M. de Lamartine était à Londres pendant mon ambassade. J'invitai le jeune poète à venir me voir à l'hôtel d'Hanover-Square. Je l'attirai un soir sur un canapé, dans un arrière-salon faiblement éclairé, et nous eûmes un entretien qui se prolongea fort avant dans la nuit. Après avoir déroulé devant lui le tableau de l'Europe, en l'éclairant d'une lumière qui ne laissait aucune ombre sur le dernier recoin des cours et des nations, je lui dévoilai son avenir; il pourra témoigner un jour si mes prédictions se sont réalisées, et je puis, sans effort de mémoire, reproduire fidèlement mes paroles, qui tiennent plus de la prophétie politique que de la perspicacité du diplomate.

«Je désire causer avec vous sans témoin. Vous ne voulez pas vous rallier à nous, bien que l'œuvre de reconstruire un gouvernement avec des matériaux quelconques soit le chef-d'œuvre de l'esprit humain. Je n'insiste pas; je crois vous comprendre.
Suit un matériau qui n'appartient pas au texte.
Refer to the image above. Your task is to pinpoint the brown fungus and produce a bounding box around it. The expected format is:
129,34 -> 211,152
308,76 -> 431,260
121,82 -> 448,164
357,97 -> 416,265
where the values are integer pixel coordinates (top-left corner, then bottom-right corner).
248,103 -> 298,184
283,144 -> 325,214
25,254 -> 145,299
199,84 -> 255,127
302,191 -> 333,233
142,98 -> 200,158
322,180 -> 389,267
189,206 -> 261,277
Vous voulez vous réserver pour quelque chose de plus entier et de plus grand que la substitution d'un oncle à un neveu, sur un trône sans base. Vous y parviendrez. La nature vous a fait poète, la poésie vous fera orateur, le tact et la réflexion vous feront politique.

«Je me connais en hommes, j'ai quatre-vingts ans, je vois plus loin que ma vue; vous aurez un grand rôle dans les événements qui succéderont à ceci. J'ai vu les manèges des cours; vous verrez les mouvements bien autrement imposants des peuples. Laissez les vers, bien que j'adore les vôtres. Ce n'est plus l'âge; formez-vous à la grande éloquence d'Athènes et de Rome, la France aura des scènes de Rome et d'Athènes sur ses places publiques. J'ai vu le Mirabeau d'avant, tâchez d'être celui d'après. C'était un grand homme, mais il lui manquait le courage d'être impopulaire; sous ce rapport, voyez, je suis plus homme que lui; je livre mon nom à toutes les interprétations et à tous les outrages de la foule. On me croit immoral et machiavélique, je ne suis qu'impassible et dédaigneux. Je n'ai jamais donné un conseil pervers à un gouvernement ou à un prince; mais je ne m'écroule pas avec eux. Après les naufrages, il faut des pilotes pour recueillir les naufragés. J'ai du sang-froid et je les mène à un port quelconque, peu m'importe le port, pourvu qu'il abrite; que deviendrait le vaisseau, si tout le monde se noyait avec l'équipage? M. Casimir Périer est maintenant un grand pilote, je le seconde; nous voulons préserver l'Europe de la guerre révolutionnaire, nous y parviendrons; on me maudira dans les journaux en France; on me bénira plus loin et plus tard. Ma conscience m'applaudit: je finis bien ma vie publique. J'écris mes Mémoires, je les écris vrais, je veux qu'ils ne paraissent que longtemps après moi. Je ne suis pas pressé pour ma mémoire; j'ai bravé la sottise des jugements de l'opinion toute ma vie; je puis la braver quarante ans dans ma tombe. Souvenez-vous de ce que je vous prédis, quand je ne serai plus; vous êtes du bien petit nombre des hommes de qui je désire être connu. Il y a pour les hommes d'État bien des manières d'être honnête; la mienne n'est pas la vôtre, je le vois; mais vous m'estimerez plus que vous ne pensez un jour. Mes prétendus crimes sont des rêves d'imbéciles. Est-ce qu'un homme habile a jamais besoin de crimes? C'est la ressource des idiots en politique. Le crime est comme le reflux de cette mer, il revient sur ses pas et il noie. J'ai eu des faiblesses, quelques-uns disent des vices; mais des crimes, fi donc!»

RETRAITE

1834.-Je n'ai pas pris ma retraite par dégoût ni par caprice; j'ai quitté les affaires parce qu'il n'y en avait plus. Je demandai mon rappel au roi, et de Valençay, je lui envoyai ma démission.

Je m'étais proposé d'établir la paix générale par l'Alliance anglaise, et d'obtenir pour la Révolution française de Juillet 1830 le Droit de bourgeoisie en Europe, en tranquillisant le monde sur l'esprit de propagande qu'on supposait au nouveau gouvernement. Tout cela s'est accompli; que me restait-il à faire, sinon qu'avec le Solve senescentem d'Horace, quelqu'un vînt me dire que j'avais trop tardé. La difficulté était d'en sortir heureusement et au bon moment; je crois que j'y ai réussi, et je dis comme le philosophe du Pays des roses: «Le sillage de la barque est effacé, le rayon de l'étoile est éteint, le chant du rossignol envolé, le parfum de la rose évaporé.»

Je me suis retiré de la scène du monde, et il faut mettre un intervalle entre les affaires et la mort.